1 pound ground sirloin (preferably grass-fed)


8 slices smoked provolone (about 8 ounces)


8 LeBus brioche sandwich rolls


8 slices red onion


8 slices tomato


SFQ Barbecue Sauce




Cook bacon in large skillet until crisp. Transfer to paper towels to drain. Break in half. Gently mix chuck and sirloin or turkey burger in large bowl. Form meat into 8 patties, each 3½-to-4 inches in diameter and 1/3-to-1/2-inch thick. Using thumb, make slight indentation in center of each burger. Burgers and bacon can be prepared 8 hours ahead. Cover separately and chill.


Prepare barbecue (medium-high heat). Sprinkle 1 teaspoon coffee rub on top side of each burger. Place burgers, rub side down, on grill rack. Grill until slightly charred, about 3 to 4 minutes; turn over and repeat on other side. Place 2 bacon slice halves on top of each burger. Cook 3 minutes.

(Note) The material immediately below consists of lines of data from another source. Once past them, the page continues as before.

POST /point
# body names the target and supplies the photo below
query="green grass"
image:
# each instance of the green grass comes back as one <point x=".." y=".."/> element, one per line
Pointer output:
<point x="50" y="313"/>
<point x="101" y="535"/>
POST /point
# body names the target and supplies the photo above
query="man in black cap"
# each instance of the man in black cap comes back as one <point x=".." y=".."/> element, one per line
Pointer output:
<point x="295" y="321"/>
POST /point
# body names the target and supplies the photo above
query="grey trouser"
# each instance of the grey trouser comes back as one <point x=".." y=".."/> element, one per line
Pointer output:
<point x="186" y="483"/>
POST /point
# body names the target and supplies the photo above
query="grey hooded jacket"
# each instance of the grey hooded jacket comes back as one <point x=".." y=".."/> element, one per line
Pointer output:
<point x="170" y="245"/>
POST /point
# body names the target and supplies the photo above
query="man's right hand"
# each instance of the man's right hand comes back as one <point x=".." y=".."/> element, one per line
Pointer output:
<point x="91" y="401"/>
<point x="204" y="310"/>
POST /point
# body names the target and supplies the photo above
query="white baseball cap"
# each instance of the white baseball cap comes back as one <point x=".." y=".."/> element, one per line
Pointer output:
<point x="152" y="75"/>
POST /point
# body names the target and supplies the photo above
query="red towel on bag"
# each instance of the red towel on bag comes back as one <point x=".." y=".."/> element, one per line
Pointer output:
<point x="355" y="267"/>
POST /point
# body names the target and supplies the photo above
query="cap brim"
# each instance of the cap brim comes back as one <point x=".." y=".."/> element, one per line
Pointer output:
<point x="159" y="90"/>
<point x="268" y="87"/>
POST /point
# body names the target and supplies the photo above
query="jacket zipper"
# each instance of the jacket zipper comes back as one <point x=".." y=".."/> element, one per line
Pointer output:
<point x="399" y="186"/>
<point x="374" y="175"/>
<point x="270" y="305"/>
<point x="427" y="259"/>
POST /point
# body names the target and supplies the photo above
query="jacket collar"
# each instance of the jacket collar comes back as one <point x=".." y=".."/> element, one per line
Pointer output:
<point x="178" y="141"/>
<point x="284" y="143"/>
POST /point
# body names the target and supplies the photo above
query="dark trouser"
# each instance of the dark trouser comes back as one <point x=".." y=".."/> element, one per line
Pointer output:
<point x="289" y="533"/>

Top each with 1 cheese slice. Cover and cook until cheese melts, about 1 minute longer. Place burgers atop bottom halves of buns. Top with onion slices and tomato slices. Brush SFQ Barbecue Sauce over top. Cover with bun tops and serve with additional sauce alongside. Makes 8 servings.


— Recipe courtesy of Pour Richard’s Coffee Co.